# AWS ECR

Configure Valohai to pull private images from AWS Elastic Container Registry.

> Private registries are restricted to organization projects. Personal projects don't have access to private repositories.

## Authentication options

Choose one:

1. **IAM User** (recommended for multi-cloud setups)
2. **Instance Role** (recommended for AWS-only deployments)

***

## Option 1: IAM User with ECR permissions

### Create the IAM user

1. Log in to your AWS Management Console
2. Create a new User with **Programmatic access**
3. Create a policy named `valohai-ecr-policy` with the JSON below

Replace `<REGION>`, `<ACCOUNT_ID>`, and `<REPOSITORY>` with your values:

```json
{
  "Version": "2012-10-17",
  "Statement": [
    {
      "Sid": "ReadECRRepository",
      "Effect": "Allow",
      "Action": [
        "ecr:DescribeImageScanFindings",
        "ecr:GetLifecyclePolicyPreview",
        "ecr:GetDownloadUrlForLayer",
        "ecr:BatchGetImage",
        "ecr:DescribeImages",
        "ecr:DescribeRepositories",
        "ecr:ListTagsForResource",
        "ecr:ListImages",
        "ecr:BatchCheckLayerAvailability",
        "ecr:GetRepositoryPolicy",
        "ecr:GetLifecyclePolicy"
      ],
      "Resource": "arn:aws:ecr:<REGION>:<ACCOUNT_ID>:repository/<REPOSITORY>"
    },
    {
      "Sid": "GetECRAuthToken",
      "Effect": "Allow",
      "Action": "ecr:GetAuthorizationToken",
      "Resource": "*"
    }
  ]
}
```

4. Attach the policy to your new IAM user
5. Save the **Access Key ID** and **Secret Access Key**

### Add credentials to Valohai

1. Navigate to `Hi, <name>` (top-right menu) → `Manage <organization>`
2. Go to **Registries** under organization controls
3. Click **Add a new entry**
4. Configure:
   * **Match pattern**: `<account-id>.dkr.ecr.<region>.amazonaws.com/*`
     * Example: `123456789012.dkr.ecr.us-east-1.amazonaws.com/*`
     * Or narrow it: `123456789012.dkr.ecr.us-east-1.amazonaws.com/my-repo/*`
   * **Registry type**: AWS ECR (IAM credentials)
   * **Access Key ID**: Your IAM user's access key
   * **Secret Access Key**: Your IAM user's secret key
   * **Region**: Your ECR region (e.g., `us-east-1`)
5. Save

***

## Option 2: Instance Role

Instead of creating a separate IAM user, attach ECR permissions directly to your worker role.

### Update the worker role

Add the same policy from Option 1 to your `ValohaiWorkerRole` (or equivalent worker IAM role).

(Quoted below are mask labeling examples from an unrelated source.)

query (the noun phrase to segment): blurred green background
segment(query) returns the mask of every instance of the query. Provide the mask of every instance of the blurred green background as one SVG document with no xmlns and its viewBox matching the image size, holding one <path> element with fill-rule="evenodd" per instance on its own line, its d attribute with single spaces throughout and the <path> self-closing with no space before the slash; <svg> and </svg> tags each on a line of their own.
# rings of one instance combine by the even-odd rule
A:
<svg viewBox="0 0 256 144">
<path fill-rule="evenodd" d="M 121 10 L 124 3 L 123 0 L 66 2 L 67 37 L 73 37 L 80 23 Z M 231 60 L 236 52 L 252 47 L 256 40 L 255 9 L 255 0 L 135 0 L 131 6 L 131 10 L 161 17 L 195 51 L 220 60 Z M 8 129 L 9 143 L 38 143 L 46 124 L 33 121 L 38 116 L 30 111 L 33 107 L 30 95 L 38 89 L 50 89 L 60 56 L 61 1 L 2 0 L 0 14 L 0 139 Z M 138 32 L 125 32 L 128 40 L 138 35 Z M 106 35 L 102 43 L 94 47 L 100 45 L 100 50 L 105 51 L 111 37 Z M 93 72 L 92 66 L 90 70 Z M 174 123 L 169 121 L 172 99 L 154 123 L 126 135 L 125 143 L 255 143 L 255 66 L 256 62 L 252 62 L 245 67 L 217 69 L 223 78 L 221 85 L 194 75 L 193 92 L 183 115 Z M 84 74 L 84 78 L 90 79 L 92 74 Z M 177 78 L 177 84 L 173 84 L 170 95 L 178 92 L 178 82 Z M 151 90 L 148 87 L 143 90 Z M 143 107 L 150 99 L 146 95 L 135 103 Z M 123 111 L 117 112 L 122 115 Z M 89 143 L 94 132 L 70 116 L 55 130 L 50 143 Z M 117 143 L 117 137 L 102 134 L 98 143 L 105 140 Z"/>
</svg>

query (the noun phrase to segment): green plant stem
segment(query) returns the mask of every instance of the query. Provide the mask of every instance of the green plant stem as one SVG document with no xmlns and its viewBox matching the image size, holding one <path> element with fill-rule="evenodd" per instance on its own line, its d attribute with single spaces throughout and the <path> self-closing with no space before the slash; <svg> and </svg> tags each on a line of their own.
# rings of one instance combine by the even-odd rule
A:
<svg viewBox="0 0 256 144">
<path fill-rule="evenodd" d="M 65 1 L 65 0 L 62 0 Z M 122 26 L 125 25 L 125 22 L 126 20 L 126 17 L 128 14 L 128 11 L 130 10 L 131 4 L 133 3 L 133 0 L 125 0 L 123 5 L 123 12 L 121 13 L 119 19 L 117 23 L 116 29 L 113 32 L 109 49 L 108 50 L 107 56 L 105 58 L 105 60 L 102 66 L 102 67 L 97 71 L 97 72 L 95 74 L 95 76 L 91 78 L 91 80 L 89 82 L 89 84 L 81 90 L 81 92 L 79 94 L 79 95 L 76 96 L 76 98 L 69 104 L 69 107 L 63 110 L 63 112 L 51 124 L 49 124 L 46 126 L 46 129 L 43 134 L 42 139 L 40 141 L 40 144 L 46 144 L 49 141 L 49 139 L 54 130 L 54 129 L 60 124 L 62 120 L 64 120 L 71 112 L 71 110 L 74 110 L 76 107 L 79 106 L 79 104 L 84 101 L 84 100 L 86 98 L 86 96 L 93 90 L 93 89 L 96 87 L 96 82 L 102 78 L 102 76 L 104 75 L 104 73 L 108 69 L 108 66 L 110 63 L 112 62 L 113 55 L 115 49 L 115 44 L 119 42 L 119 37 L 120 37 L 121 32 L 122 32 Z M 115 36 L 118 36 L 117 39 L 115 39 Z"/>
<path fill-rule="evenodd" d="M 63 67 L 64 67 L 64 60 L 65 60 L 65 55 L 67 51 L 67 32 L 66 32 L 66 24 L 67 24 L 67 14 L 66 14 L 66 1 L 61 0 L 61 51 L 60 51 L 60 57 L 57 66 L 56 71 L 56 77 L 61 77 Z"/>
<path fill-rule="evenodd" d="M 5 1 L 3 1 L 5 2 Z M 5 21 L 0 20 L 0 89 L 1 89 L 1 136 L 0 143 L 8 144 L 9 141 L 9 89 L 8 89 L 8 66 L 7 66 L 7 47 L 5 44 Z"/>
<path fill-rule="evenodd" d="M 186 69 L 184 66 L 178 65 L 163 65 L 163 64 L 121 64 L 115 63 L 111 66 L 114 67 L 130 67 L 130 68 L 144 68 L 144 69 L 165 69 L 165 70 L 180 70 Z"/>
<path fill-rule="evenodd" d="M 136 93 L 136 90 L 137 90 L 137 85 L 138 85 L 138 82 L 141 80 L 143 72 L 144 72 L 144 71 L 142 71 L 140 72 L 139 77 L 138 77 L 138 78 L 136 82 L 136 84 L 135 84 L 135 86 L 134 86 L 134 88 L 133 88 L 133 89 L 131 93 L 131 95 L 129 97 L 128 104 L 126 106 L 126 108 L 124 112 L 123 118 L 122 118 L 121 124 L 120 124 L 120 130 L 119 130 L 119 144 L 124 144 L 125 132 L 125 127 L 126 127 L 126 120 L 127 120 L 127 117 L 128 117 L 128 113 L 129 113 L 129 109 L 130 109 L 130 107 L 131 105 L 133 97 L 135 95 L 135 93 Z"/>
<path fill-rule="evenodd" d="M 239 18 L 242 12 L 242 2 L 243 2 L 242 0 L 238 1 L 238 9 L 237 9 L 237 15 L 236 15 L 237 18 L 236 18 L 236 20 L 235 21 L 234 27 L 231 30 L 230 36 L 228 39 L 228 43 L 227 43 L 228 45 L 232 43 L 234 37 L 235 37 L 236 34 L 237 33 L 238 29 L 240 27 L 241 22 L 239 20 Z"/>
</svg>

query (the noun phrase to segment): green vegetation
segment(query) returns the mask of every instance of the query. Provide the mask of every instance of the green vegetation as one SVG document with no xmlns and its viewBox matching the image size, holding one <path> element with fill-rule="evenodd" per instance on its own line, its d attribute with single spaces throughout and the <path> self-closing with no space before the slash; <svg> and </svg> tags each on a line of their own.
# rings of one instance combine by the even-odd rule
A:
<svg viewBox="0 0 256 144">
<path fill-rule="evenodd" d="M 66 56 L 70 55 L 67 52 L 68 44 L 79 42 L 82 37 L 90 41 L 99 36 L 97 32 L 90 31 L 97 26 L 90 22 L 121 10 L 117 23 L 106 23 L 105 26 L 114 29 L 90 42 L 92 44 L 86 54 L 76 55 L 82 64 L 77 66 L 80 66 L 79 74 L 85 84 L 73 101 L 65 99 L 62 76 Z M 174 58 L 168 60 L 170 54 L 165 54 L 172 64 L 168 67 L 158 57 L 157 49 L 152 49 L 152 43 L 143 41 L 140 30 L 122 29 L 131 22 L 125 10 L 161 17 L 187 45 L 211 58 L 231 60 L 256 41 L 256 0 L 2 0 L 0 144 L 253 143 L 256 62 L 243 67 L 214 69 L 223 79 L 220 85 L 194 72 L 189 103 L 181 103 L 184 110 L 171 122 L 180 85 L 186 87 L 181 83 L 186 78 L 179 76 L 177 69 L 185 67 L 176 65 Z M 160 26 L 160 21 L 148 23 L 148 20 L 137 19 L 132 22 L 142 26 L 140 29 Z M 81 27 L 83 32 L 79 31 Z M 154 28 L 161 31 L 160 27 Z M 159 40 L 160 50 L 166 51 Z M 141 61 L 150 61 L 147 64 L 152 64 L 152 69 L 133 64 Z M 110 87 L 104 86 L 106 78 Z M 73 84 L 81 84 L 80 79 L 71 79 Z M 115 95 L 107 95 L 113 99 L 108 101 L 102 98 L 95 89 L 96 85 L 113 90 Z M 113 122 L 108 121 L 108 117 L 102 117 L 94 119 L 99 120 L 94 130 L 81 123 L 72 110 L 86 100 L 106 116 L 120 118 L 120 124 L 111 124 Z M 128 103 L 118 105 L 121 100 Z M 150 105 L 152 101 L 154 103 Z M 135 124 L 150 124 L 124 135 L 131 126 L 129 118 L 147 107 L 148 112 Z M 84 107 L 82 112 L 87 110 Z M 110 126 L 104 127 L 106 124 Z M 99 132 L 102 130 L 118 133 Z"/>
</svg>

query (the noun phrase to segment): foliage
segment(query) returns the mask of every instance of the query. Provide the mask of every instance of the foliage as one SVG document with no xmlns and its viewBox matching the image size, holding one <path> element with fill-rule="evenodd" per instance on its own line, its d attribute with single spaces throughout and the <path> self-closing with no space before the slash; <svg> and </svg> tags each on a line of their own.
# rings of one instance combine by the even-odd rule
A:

If you need to restrict access to specific environments, create a dedicated role and contact Valohai support (`support@valohai.com`) for configuration.

### Add credentials to Valohai

1. Navigate to `Hi, <name>` (top-right menu) → `Manage <organization>`
2. Go to **Registries** under organization controls
3. Click **Add a new entry**
4. Configure:
   * **Match pattern**: `<account-id>.dkr.ecr.<region>.amazonaws.com/*`
   * **Registry type**: AWS ECR (Instance Role)
   * **Role name**: Name of your worker IAM role (e.g., `ValohaiWorkerRole`)
   * **Region**: Your ECR region
5. Save

***

## Use the private image

Reference your ECR image in `valohai.yaml`:

```yaml
- step:
    name: train
    image: 123456789012.dkr.ecr.us-east-1.amazonaws.com/my-ml-image:v1.0
    command:
      - python train.py
```

Valohai handles authentication automatically.